That’s why Manathunga was
dismayed when the idea for the Ramsay
Centre for Western Civilisation was first
floated.
“The idea that our current universities
aren’t studying Western knowledge
is an absolute fallacy,” she said. “Our
universities are fundamentally based on
Western knowledge. We have only made
small inroads into understanding other
civilisations, since the 1970s.”
TO DECOLONISE, FIRST
DECONSTRUCT
Nowhere is colonisation more stark
than in South Africa. In Bloemfontein and
Johannesburg to deliver seminars recently,
Manathunga provided context: “Issues of
decolonising the curriculum are absolutely
front and centre in current student politics
and university management concern in
South Africa, because of the #FeesMustFall
and #RhodesMustFall campaigns. There
are ongoing student protests happening in
many South African universities.
“The issue of decolonising the curriculum
and valuing knowledge from the Global
South, particularly from African sources
of knowledge, is a really hot topic there
in ways that I don’t think it is in Australia,
unfortunately.
“A lot of my colleagues and I have
been making arguments about the
importance of decolonising the university
curriculum in the Australian context for
many decades.
“By decolonising the curriculum,
we’re talking about, first of all, inclusion
of Aboriginal and Torres Strait Islander
knowledge. But we’re also talking about
including diverse cultural knowledge:
the different communities that make up
Australian society – not at all the kind of
Anglo-Celtic society that a lot of policy
developers continue to imagine it is.”
Particularly in the sciences but also in the
humanities, she says Western knowledge
continues to be privileged. “Raewyn
Connell made the very strong argument
that neocolonial operations of power
continue to exist, where the North gets
to propose knowledge and theory, and
the South gets to be the giant laboratory,
In South Africa, some students are calling
for the full-scale dismantling of Western
thought in universities. Manathunga
opposes this.
“While I understand the anger behind
these calls, they do not allow us to identify
how colonial power has occurred,” she said.

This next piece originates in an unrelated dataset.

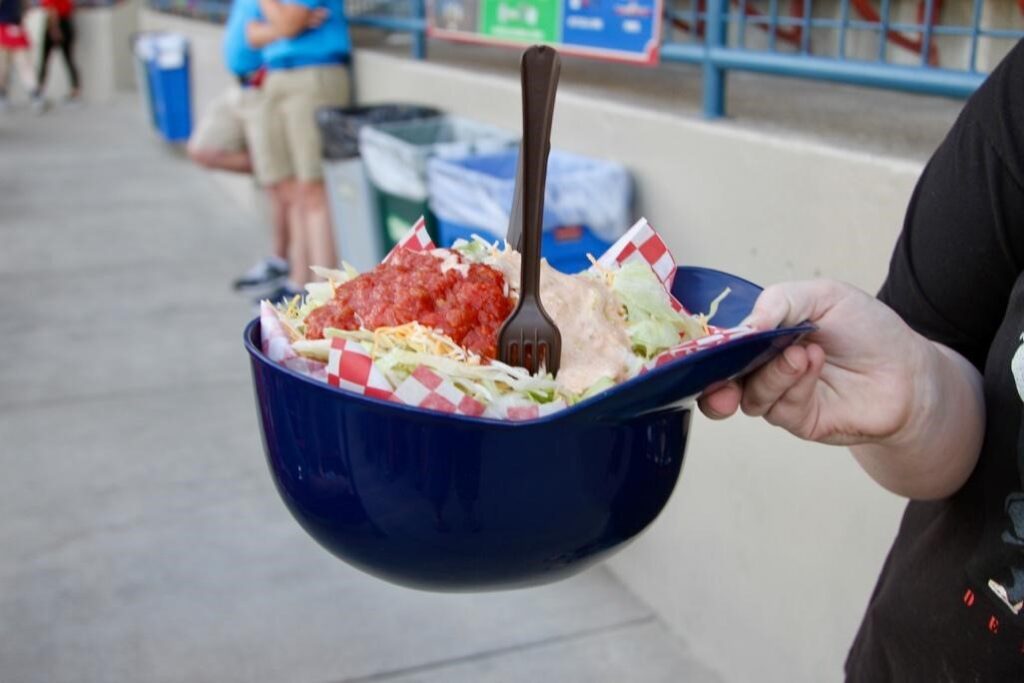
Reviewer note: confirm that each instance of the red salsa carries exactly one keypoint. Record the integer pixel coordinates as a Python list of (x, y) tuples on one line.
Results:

“We actually need to deconstruct the
Western canon rather than to remove it,
in order to understand the ways in which
unjust conditions, which continue into
the present, have been created, in terms
of what knowledge is valued and what
knowledge isn’t valued.
“Unless we do this, the effects of it
remain unresolved.”
What are its effects?
According to Manathunga, a significant
one is a ‘deficit discourse’, in which the
weaknesses, rather than the strengths,
of a minority culture are emphasised.
An Australian example of this is the ‘gap’
discourse around Indigenous Australians.
“My approach is to regard Indigenous
culture as a fundamental creative resource
that can be respectfully drawn upon in
education,” she said.
To that end, she is co-leading a new
Transcultural and Indigenous Pedagogies
Research Group at USC, where her
co-director, Associate Professor Maria
Raciti, is an Kalkadoon-Thaniquith/
Bwgcolman Aboriginal woman.
“I think if we don’t address the status quo,
then we end up perpetuating the unequal
conditions that exist in schools and in
health and across a whole range of social
indicators. And there’s a lot of evidence to
suggest that.”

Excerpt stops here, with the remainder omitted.